I typically don't have much sympathy for homeowners who choose where to live without assuming the risks of their choices. The taxpayers of this country pay massive amounts of money to subsidize property owners who choose to locate in hazardous areas (flood and fire prone). It is a problem with our society that when something bad happens, it has to be somebody else's fault. Assumption of risk? How quaint.
Lou
Is this not going against your usual reasoning that a property owner should be able to do whatever they wish with their property which in this case would be the homeowner enjoying his backyard without being hit by golf balls ? And IIRC do you not also argue that where a property owner is restricted in what they can do with their property because of lack of planning (zoning) that they should be compensated. Would the same principle not apply in this case in that the party preventing the owner from having peaceful enjoyment of his property should compensate the homeowner ?
Niall
Boy, Niall, either you're just poking me or have a very poor understanding of my "usual reasoning". Let's deal with your recollections on the latter first which are probably mostly based on the Coul Links fiasco.
Yes, it is my position that if an owner's pre-existing rights are affected by a subsequent zoning or planning decision, he should be compensated for the resulting diminution of his value. In the Coul Links case, a public body deemed part of the farmer's land to have "special scientific interest" and, as a result of this new designation, the owner was greatly limited on how he could enjoy his property, i.e. lowering its value. Had the owner acquired the property post the SSSI designation, that limitation should have been priced into the acquisition- i.e. he should have known what he was purchasing- and, in Duranland, he would not have suffered a loss or be due compensation.

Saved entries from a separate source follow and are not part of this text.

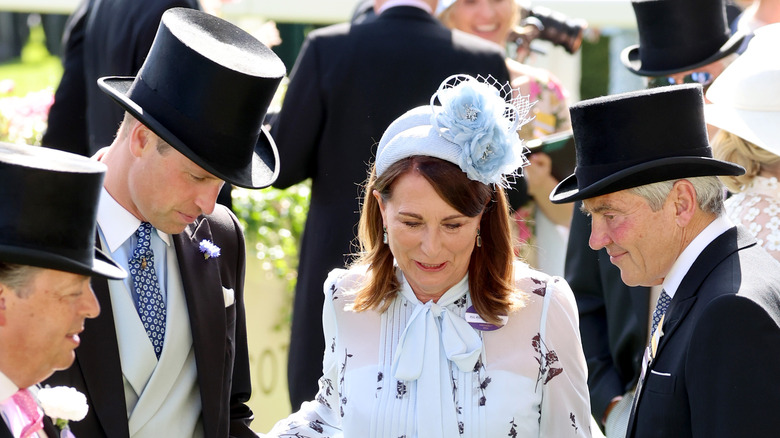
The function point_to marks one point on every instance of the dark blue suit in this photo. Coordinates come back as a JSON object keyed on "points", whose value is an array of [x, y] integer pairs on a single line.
{"points": [[348, 84], [716, 367]]}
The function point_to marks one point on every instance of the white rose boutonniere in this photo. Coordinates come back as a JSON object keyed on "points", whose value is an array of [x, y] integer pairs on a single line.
{"points": [[63, 404], [209, 249]]}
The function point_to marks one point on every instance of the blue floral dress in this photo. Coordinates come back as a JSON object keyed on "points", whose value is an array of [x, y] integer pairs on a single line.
{"points": [[420, 370]]}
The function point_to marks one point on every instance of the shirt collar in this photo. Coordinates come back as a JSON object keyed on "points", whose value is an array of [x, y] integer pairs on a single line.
{"points": [[689, 255], [117, 224], [415, 3], [7, 388]]}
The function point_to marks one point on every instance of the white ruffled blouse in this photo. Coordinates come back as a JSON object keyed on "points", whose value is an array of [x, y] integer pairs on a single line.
{"points": [[421, 370]]}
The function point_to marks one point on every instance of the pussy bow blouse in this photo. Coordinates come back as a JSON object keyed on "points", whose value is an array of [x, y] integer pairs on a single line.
{"points": [[421, 370]]}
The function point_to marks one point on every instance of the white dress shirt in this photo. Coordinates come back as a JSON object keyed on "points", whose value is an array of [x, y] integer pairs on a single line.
{"points": [[689, 255], [117, 229]]}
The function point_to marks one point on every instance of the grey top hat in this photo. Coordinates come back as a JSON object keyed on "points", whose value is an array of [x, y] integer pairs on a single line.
{"points": [[205, 88], [679, 35], [48, 205], [637, 138]]}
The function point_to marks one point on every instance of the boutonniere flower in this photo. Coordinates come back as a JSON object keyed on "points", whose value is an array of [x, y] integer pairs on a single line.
{"points": [[63, 404], [209, 249]]}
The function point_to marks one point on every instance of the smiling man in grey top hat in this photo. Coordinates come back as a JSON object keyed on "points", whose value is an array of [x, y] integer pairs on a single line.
{"points": [[169, 352], [646, 177], [48, 204]]}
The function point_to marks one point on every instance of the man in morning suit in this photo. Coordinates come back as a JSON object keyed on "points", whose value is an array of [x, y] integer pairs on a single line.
{"points": [[48, 207], [348, 84], [168, 354], [102, 38], [646, 176], [614, 318]]}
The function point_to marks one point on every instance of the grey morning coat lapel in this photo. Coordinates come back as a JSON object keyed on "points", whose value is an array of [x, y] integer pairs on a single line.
{"points": [[99, 354], [205, 302]]}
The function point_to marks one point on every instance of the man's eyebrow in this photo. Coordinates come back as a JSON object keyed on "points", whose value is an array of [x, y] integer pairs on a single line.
{"points": [[598, 209]]}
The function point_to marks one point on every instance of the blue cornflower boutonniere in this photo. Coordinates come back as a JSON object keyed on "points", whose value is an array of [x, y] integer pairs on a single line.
{"points": [[209, 249]]}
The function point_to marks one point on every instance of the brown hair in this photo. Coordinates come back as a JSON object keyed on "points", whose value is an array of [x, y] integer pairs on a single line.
{"points": [[490, 268], [731, 147]]}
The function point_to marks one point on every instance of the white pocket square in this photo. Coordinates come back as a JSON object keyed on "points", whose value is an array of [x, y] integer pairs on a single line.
{"points": [[229, 296]]}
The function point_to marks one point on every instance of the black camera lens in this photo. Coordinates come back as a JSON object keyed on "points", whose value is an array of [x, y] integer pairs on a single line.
{"points": [[557, 28]]}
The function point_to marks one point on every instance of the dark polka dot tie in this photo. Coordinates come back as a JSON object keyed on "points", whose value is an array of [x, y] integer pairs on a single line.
{"points": [[149, 300], [660, 308]]}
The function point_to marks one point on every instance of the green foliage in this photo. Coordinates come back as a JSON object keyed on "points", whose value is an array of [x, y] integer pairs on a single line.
{"points": [[35, 70], [273, 222]]}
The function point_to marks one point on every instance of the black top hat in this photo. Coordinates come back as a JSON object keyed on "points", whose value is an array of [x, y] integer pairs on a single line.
{"points": [[204, 88], [48, 208], [679, 35], [642, 137]]}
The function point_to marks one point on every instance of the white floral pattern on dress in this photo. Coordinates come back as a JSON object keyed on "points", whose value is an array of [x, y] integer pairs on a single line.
{"points": [[758, 209]]}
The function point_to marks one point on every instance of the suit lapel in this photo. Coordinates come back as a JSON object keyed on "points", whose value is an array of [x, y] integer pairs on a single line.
{"points": [[723, 246], [720, 248], [203, 292]]}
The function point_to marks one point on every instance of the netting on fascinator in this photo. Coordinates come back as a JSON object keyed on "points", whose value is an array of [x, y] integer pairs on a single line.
{"points": [[474, 125]]}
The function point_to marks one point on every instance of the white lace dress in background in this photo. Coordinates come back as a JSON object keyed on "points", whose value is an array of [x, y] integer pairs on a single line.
{"points": [[758, 209]]}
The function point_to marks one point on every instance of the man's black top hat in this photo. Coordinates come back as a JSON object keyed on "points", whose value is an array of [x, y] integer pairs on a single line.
{"points": [[641, 137], [205, 88], [48, 210], [679, 35]]}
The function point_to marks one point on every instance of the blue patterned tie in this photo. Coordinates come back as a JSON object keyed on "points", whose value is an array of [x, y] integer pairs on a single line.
{"points": [[149, 300], [660, 308]]}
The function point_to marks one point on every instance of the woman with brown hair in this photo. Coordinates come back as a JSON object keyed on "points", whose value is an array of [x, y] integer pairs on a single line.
{"points": [[436, 330]]}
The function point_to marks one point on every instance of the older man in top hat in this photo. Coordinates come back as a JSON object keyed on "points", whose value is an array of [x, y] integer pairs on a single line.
{"points": [[48, 205], [646, 176], [680, 41], [168, 355]]}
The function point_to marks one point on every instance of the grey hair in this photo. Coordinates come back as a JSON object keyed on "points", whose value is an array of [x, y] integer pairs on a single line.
{"points": [[17, 277], [709, 193]]}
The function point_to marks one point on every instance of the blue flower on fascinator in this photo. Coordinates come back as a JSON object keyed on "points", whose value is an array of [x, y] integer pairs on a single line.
{"points": [[483, 120]]}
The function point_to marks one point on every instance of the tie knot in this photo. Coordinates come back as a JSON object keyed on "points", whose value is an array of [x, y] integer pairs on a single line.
{"points": [[144, 234]]}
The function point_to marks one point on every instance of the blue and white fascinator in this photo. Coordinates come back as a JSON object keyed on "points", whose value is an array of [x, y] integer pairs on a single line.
{"points": [[474, 125]]}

Absent zoning and planning, a site's value is largely based on the current use and the likely, but not guaranteed value when the planning process takes place. I've helped take agricultural land through planning and zoning at a price reflecting the desired zoning, but it has always been contingent on obtaining zoning approval. The few large tracts of un-zoned raw land that I've brokered were generally at a price that rewarded the buyer for assuming the risk. I've known a number of land investors who are particularly skilled at achieving higher density zoning ("entitlements") and they have typically made a killing over time.
Re: the MA case, as others noted, there are likely facts we are unaware of. We know that the golf course was there well before the house was built. It is unclear if the hole was changed subsequent to the purchase which aggravated the nuisance. If not, and the occurrence of errant shots hadn't all of a sudden skyrocketed, as a member of the jury, I'd likely come down on the side of the club owners. If the house was built within code and with proper setbacks, the judge might have ordered some mediation pre-trial to see if the club and the homeowners could come up with a reasonable solution to minimize the problem.
I have never implied that a property owner has absolute rights to the use of his property without regard to the rights of other property owners nearby or affected parties. Most situations have reasonable solutions if not reasonable conflicting parties. Coul Links, for example, would have had minimal impact on the SSSI and some accommodations might have been made had the decision been made on facts and not politics. I do understand that for some, a square foot of impact is more than could be tolerated.